Features

City Council to Address Budget Deficit, Consider Commission, Event Funding Cuts By MATTHEW ARTZ

Tuesday April 19, 2005

The City Council Tuesday will be devoted to tackling the city’s projected $8.9 million budget deficit, which the council must close by the end of June. On the agenda is a proposal to scale back citizen commission meetings to save staff time and a report on priority projects from the Planning, Housing, Transportation and Economic Development departments.  

Among other cuts, the council will consider reducing its budget for special events from $125,000 to $101,540 next year. Under the proposal the Berkeley Arts Festival would see funding fall from $18,000 to $10,000 and the Solano Stroll would drop from $9,000 to $5,000.  

The council will also discuss whether to spend $600,000 to make the fountain at Civic Center Park flow for the first time in more than 40 years.
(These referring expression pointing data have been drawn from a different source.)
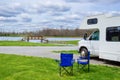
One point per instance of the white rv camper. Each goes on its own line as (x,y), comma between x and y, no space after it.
(105,41)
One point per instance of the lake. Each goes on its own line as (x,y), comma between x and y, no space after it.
(49,38)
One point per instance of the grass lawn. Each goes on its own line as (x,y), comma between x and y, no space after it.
(13,67)
(67,51)
(21,43)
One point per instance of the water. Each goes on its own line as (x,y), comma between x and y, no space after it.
(49,39)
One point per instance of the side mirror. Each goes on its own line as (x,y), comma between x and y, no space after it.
(85,36)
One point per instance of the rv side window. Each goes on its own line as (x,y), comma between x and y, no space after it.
(95,36)
(92,21)
(113,34)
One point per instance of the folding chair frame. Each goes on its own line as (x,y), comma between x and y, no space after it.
(70,72)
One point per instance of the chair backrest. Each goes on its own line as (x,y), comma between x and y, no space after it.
(66,59)
(86,57)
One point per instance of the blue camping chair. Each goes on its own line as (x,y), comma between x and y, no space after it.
(84,61)
(66,63)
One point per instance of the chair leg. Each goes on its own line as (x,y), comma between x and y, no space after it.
(60,71)
(88,67)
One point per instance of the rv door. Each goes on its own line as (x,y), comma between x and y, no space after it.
(94,43)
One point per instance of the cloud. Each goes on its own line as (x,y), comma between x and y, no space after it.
(8,19)
(11,10)
(95,1)
(25,17)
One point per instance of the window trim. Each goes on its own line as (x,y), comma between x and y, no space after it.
(114,27)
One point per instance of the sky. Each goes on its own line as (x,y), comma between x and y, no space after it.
(35,15)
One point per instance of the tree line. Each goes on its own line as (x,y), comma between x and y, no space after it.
(50,32)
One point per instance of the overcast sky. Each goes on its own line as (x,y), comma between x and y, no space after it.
(26,15)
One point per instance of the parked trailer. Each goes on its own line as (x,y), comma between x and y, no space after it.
(105,41)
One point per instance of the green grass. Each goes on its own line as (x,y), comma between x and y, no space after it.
(75,42)
(21,43)
(67,51)
(13,67)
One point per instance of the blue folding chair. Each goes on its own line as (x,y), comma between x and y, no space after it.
(66,63)
(84,61)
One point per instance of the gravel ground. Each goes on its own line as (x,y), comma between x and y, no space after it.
(47,52)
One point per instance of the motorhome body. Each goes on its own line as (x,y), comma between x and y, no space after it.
(105,41)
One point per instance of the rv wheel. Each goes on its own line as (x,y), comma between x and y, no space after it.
(83,52)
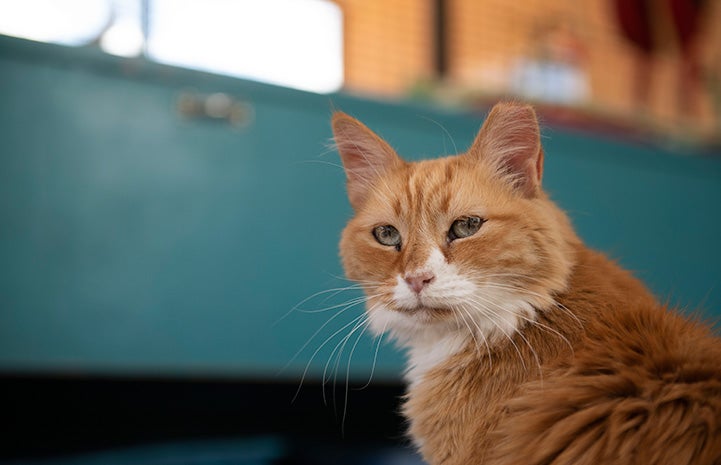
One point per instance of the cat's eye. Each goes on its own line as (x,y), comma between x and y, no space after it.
(464,227)
(387,235)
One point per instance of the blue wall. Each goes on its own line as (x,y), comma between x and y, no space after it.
(136,241)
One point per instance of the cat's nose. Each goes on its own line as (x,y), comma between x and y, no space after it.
(418,281)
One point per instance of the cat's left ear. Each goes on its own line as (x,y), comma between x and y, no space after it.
(510,142)
(366,157)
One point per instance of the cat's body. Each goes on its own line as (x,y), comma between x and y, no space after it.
(524,346)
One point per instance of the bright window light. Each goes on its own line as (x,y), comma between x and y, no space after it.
(287,42)
(293,43)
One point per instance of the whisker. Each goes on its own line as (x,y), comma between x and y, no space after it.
(307,366)
(375,355)
(349,305)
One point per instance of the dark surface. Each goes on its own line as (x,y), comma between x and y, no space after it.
(53,416)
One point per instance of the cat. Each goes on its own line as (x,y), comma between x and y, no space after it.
(524,346)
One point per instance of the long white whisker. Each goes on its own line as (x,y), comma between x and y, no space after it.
(307,366)
(375,355)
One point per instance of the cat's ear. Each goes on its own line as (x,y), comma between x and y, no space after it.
(365,156)
(510,142)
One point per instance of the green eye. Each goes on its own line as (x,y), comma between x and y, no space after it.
(464,227)
(387,235)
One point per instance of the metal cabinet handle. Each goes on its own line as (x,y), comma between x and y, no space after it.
(215,107)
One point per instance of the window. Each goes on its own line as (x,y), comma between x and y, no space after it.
(295,43)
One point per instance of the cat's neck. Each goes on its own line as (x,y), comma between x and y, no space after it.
(471,385)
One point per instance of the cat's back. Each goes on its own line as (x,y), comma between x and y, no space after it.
(643,387)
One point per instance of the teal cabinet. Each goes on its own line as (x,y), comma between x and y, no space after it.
(134,240)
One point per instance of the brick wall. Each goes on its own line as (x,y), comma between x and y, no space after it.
(389,46)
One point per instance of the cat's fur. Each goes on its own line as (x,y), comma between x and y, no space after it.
(525,347)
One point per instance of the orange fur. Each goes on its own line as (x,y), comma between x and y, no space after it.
(525,347)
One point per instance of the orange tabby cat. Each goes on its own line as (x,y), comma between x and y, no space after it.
(524,346)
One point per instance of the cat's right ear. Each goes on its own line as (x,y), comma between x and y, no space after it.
(365,156)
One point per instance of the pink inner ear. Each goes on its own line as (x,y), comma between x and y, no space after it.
(365,156)
(510,142)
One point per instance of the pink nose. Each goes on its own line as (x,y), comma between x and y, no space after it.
(418,281)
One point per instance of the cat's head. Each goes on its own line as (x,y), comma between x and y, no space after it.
(466,243)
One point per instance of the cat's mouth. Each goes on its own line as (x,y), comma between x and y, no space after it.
(426,312)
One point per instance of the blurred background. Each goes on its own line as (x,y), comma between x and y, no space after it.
(170,290)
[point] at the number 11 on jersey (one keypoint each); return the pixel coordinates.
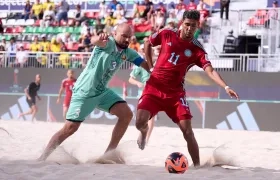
(172, 59)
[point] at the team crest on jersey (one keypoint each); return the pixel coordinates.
(123, 57)
(188, 53)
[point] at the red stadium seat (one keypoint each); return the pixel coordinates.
(63, 23)
(90, 15)
(9, 30)
(18, 29)
(37, 23)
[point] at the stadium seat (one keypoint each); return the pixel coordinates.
(18, 29)
(63, 23)
(90, 15)
(9, 30)
(3, 15)
(29, 22)
(11, 22)
(20, 22)
(49, 30)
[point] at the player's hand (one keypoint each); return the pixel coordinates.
(103, 37)
(140, 85)
(232, 93)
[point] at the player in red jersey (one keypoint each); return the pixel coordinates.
(66, 85)
(164, 91)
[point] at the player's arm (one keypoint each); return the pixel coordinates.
(61, 89)
(100, 41)
(26, 90)
(154, 40)
(136, 59)
(204, 63)
(132, 79)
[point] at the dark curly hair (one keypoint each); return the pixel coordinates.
(191, 14)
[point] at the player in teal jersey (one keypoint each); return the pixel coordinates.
(90, 90)
(143, 76)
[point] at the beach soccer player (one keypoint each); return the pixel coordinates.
(164, 91)
(31, 93)
(90, 90)
(67, 86)
(138, 77)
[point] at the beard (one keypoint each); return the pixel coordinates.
(122, 46)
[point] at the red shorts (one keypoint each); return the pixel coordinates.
(175, 106)
(66, 102)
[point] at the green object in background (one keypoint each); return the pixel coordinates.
(197, 33)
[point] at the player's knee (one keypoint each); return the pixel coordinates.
(70, 128)
(188, 133)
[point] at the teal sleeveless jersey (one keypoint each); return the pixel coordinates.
(102, 65)
(140, 73)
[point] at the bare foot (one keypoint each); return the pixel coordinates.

But with little money available for other programs, some residents are protesting that a renovated fountain will leave other city needs high and dry.  

“During rough times we should be spending money on keeping our programs going. The fountain can wait until the budget turns around,” said Bill Hamilton, one of many Berkeley swimmers who are promising to lobby the council Tuesday to dedicate some of the money to keep at least one public pool open this winter. 

Councilmembers Darryl Moore and Linda Maio are asking the Planning Department to add to its priority list a review of zoning rules for San Pablo Avenue. They say that since the locus of city development has moved to the thoroughfare, it is time for the Planning Commission to review zoning rules. 

The Civic Center fountain arrived in Berkeley in the 1940s as a gift from San Francisco, which included it in its Golden Gate Exposition of 1939. Sometime in the 1960s engineering problems left the fountain dry. A renovated fountain was at the heart of a proposal to upgrade Civic Center Park, but the renovations were nearly scrapped earlier this year when a preliminary cost estimate from the city’s designer put the park project at $1.4 million, about $400,000 more than available city funding. One reason the fountain is so expensive is that state regulations require that fountains have the same water quality as swimming pools. 

But when the city learned it would receive more than $3 million in unanticipated revenue from taxes on property transfers, City Manager Phil Kamlarz proposed spending $600,000 on the fountain, one-third of which will go to pay for maintenance during the first three years after it is renovated.  

“The rationale is that this project has been worked on for a number of years and that it would be worthwhile for the council to entertain going ahead and doing it,” said Parks Recreation and Waterfront Director Marc Seleznow. 

Berkeley policy is to use unanticipated funds for capital projects rather than preserving programs, yet councilmembers are under pressure not to sacrifice programs for the long dormant fountain. 

The fountain has an advocacy group of its own, including the backing of local Native Americans. Indigenous advocates had originally pushed for replacing the fountain with a Turtle Island design, based on an indigenous creation tale. After preservationists objected to dumping the current structure, the two groups, after lengthy debate, reached a compromise that the renovated fountain would include a Turtle Island component and commemorative plaques to the importance of local tribes. 

John Curl, a local woodworker who has worked closely with Native American leaders, said they would oppose any delays to the project. 

“To pull the rug out from under their feet at the eleventh hour, it’s really a slap in the face,” he said. “From the view of Native Americans, it’s one more broken promise.” 

Another controversial item on Tuesday’s agenda is a proposal to combine four city commissions into two and reduce the meeting schedules of 25 of the city’s 45 citizen commissions. The proposal also calls for eliminating staff support at commission subcommittee meetings. According to a city report, the changes would free up the equivalent of two full-time city workers for other tasks. 

Those serving on the commissions targeted for reductions oppose the plan. Asked about the proposal to combine the Disaster Commission with the Fire Safety Commission, Disaster Commissioner Jesse Townley warned of severe consequences. 

“This means that more people will be killed and more property will be destroyed when the next earthquake hits,” he said. “This shows the real-world effects of nit-picking budget cuts.” 

The other commissions slated to be combined are Public Works and Solid Waste. Assistant City Manager Arrietta Chakos said city leaders hadn’t decided how the two commissions would be consolidated. 

The Transportation Commission has already written the council asking them not to reduce its meetings from once a month to once every other month, and Disability Commissioner Emily Wilcox said her commission was also unified in opposition to the plan. 

She said meeting every two months would put the commission at a bigger disadvantage in being able to react to breaking events in the city. 

“It just hampers us even more,” she said. “We’ll be in the mix too late.”